Avril 11 2021

Bruat choisit Papeete


Les qualités de la rade de Papeete furent longtemps ignorées des navigateurs qui lui préféraient la baie de Matavai, située plus à l’est. Mais, dès qu’elles furent reconnues, Papeete devint rapidement le centre de la vie économique, politique et religieuse de Tahiti et ses dépendances. Le commerce s’y développe, mais dans l’insécurité et la violence. Le pays fait alors l’objet d’une rivalité entre la France et l’Angleterre. Papeete est au cœur de cette lutte d’influence qui prend aussi un aspect religieux. Le 29 août 1842, un protectorat français est institué sur le royaume des Pomare.

Le capitaine de vaisseau Armand-Joseph Bruat, premier gouverneur des Etablissements français de l’Océanie (EFO), débarque à Tahiti le 4 novembre 1843. Il choisit aussitôt Papeete comme quartier général et la transforme en quelques mois. Constructions militaires et civiles, voies, ponts, donnent un aspect « moderne » à la ville, dont la population augmente rapidement. La situation politique reste toutefois confuse.
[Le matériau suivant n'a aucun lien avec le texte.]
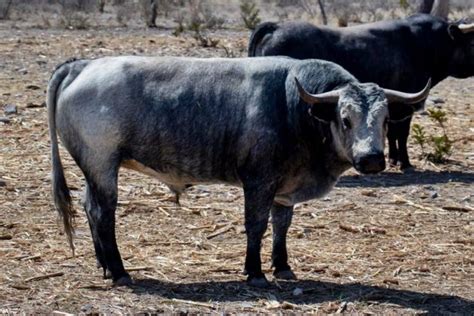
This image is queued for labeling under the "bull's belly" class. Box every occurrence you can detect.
[120,159,239,192]
[275,176,337,206]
Certains chefs soutiennent le protectorat, tandis que d’autres, ceux de la presqu’île de Taiarapu, notamment, contestent la présence française. Une période troublée s’ensuit, ponctuée de conflits violents et meurtriers des deux côtés. Bruat fait fortifier Papeete pour protéger ses accès à l’est et à l’ouest, tandis que les rebelles se retranchent dans les collines, menant des actions de guérilla en ville. L’ordre et la paix ne sont rétablis qu’en 1846.
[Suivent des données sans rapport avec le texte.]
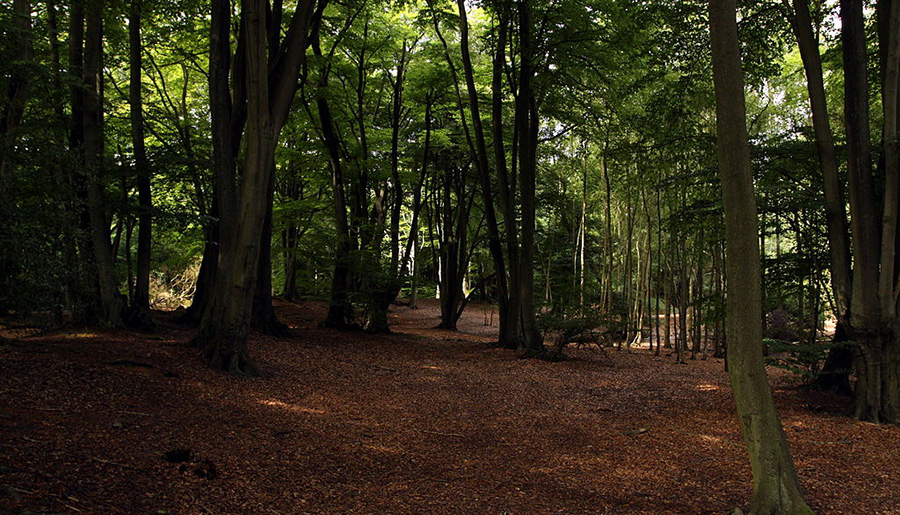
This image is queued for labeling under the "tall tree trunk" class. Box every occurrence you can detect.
[194,0,324,375]
[128,0,153,309]
[791,0,853,394]
[507,0,544,355]
[82,0,122,326]
[458,0,521,348]
[709,0,812,515]
[0,0,34,194]
[250,159,288,336]
[315,70,352,329]
[841,0,900,422]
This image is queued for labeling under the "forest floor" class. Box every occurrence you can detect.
[0,301,900,515]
La reine Pomare IV, réfugiée aux Iles Sous-le-Vent depuis 1844, accepta de rentrer à Tahiti en février 1847, établissant sa résidence officielle à Papeete. Elle régna ensuite pendant plus de trente ans, sous la houlette de pas moins de treize gouverneurs, commandants et autres commissaires français se succédant auprès d’elle jusqu’à sa mort, le 17 septembre 1877. Trois ans plus tard, le 29 juin 1880, son fils et héritier, Pomare V, dernier roi de Tahiti, cédait ses États à la France.


Le marché de Papeete à la fin du XIXe siècle.